Abstract

Curcumin as a nutritional supplement for animals has been extensively used due to its several pharmacological properties, as antimicrobial, antioxidant, anti-inflammatory, antipyretic and growth promoter. These properties can exert positive effects on poultry health under thermal stress, and consequently, improves egg quality. In this sense, it is known that cold stress exerts negative effects on quail health, which consequently impairs its performance, posture and egg quality. Thus, the aim of this study was to evaluate whether the addition of nanocapsules containing curcumin in the Japanese quail diets could enhance the antioxidant effect of egg yolk and improve the quality indices during thermal stress, as well as to evaluate the performance production. The experiment was randomly performed with four groups (three repetitions with five animals each). The base diet was similar for all animals, and the curcumin (free or nanoencapsulated) was added later, and the groups were divided as follow: T0 (the control group; without curcumin); T30 (supplementation with 30 mg of free curcumin/kg of fed), and T3 and T10 (supplementation with 3 and 10 mg of nanoencapsulated curcumin/kg of feed, respectively). The animals received the experimental diets during 21 days, and the eggs were collected to perform the lipid profile analysis and oxidant/antioxidant status in the last day of experiment (day 21). The addition of curcumin (T30 and T10) improved egg production and reduced feed conversion. The color L (brightness) and b (yellow) were higher in the treatments with curcumin.
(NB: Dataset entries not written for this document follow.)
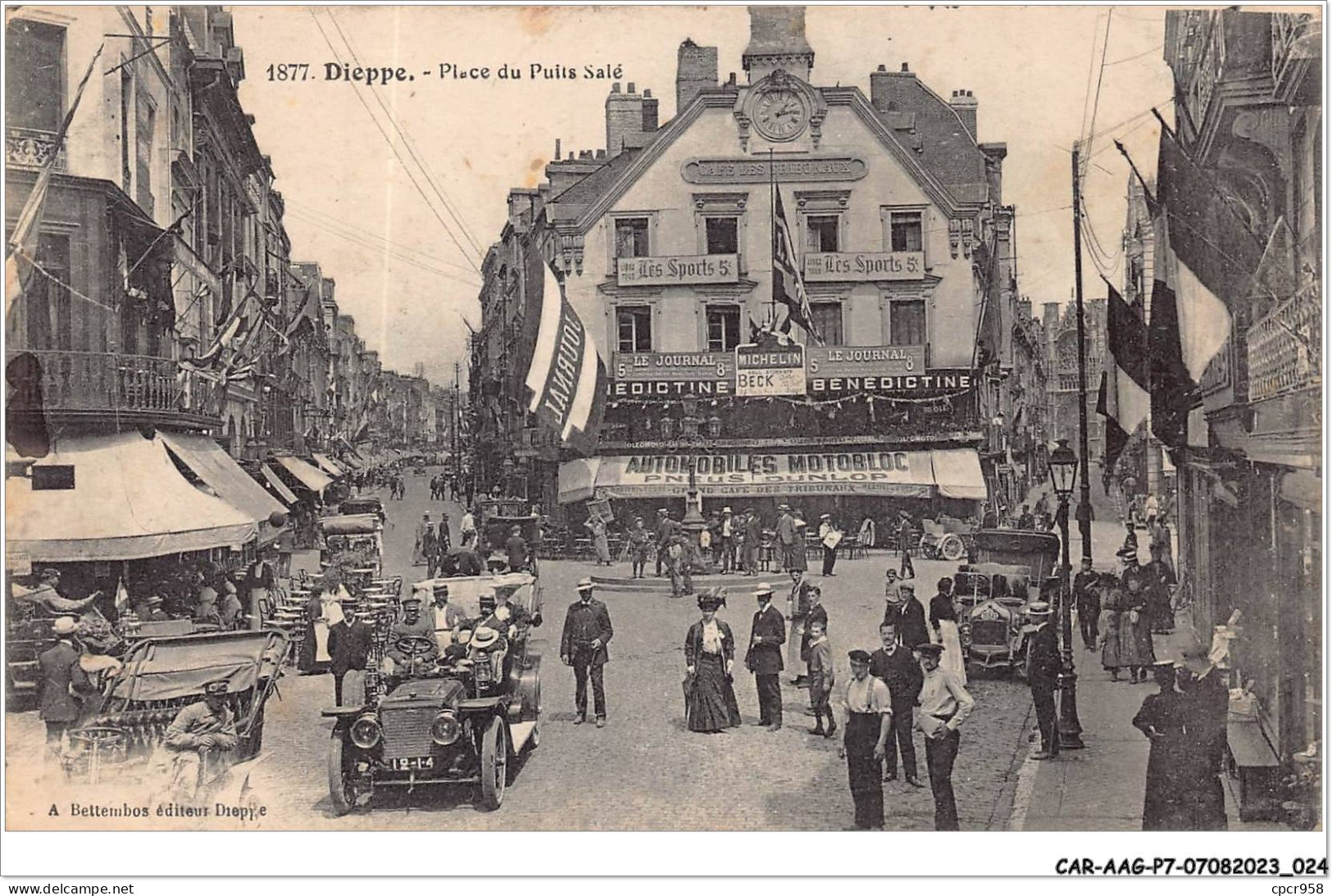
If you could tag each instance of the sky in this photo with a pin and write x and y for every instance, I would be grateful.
(407, 255)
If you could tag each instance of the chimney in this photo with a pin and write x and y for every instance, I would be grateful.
(777, 40)
(624, 116)
(650, 115)
(965, 106)
(696, 70)
(894, 91)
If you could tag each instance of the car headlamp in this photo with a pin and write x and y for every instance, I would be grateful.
(366, 731)
(445, 729)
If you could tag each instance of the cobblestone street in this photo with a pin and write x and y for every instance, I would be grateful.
(645, 770)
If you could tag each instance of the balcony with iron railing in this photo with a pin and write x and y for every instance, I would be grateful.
(102, 386)
(28, 148)
(1285, 348)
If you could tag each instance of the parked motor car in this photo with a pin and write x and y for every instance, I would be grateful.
(460, 719)
(163, 675)
(364, 505)
(993, 594)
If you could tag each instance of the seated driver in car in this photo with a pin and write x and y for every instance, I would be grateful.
(488, 646)
(411, 625)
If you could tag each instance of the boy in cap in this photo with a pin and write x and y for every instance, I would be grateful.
(821, 678)
(944, 704)
(763, 657)
(198, 738)
(584, 646)
(869, 719)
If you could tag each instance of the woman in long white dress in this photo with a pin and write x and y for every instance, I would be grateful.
(943, 630)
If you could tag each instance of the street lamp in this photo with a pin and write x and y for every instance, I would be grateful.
(1063, 474)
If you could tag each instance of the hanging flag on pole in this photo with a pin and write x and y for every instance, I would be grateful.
(788, 286)
(21, 249)
(1204, 262)
(1125, 390)
(566, 375)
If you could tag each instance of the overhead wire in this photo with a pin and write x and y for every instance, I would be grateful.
(388, 251)
(411, 145)
(394, 149)
(336, 221)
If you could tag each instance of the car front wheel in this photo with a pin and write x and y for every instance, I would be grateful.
(341, 776)
(494, 763)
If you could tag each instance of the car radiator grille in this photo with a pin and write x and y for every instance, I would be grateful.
(991, 633)
(407, 731)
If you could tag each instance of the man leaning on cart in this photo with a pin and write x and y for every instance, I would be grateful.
(200, 739)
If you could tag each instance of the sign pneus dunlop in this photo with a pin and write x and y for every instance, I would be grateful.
(766, 371)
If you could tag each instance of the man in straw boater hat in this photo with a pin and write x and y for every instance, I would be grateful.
(944, 704)
(1206, 703)
(763, 657)
(584, 646)
(1043, 675)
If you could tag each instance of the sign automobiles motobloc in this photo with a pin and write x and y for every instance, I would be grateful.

The levels of thiobarbituric acid reactive substances were lower in the egg yolk of animals from groups T30, T3 and T10 compared to T0. The antioxidant capacity against peroxyl radicals increased in all supplemented groups compared to T0. The saturated fatty acids and polyunsaturated fatty acids levels were lower in the egg yolk of group T10 compared to T0. Finally, the monosaturated fatty acids levels were higher in the egg yolk of groups T10 and T30 compared to T0. Thus, the use of curcumin in the diet of quails exposed to thermal stress improved egg quality. The nanotechnology was able to potentiate the antioxidant effect of curcumin since doses three times lower where used compared to free curcumin, as well as increased the unsaturated fatty acids levels, which can be beneficial to consumer´s health.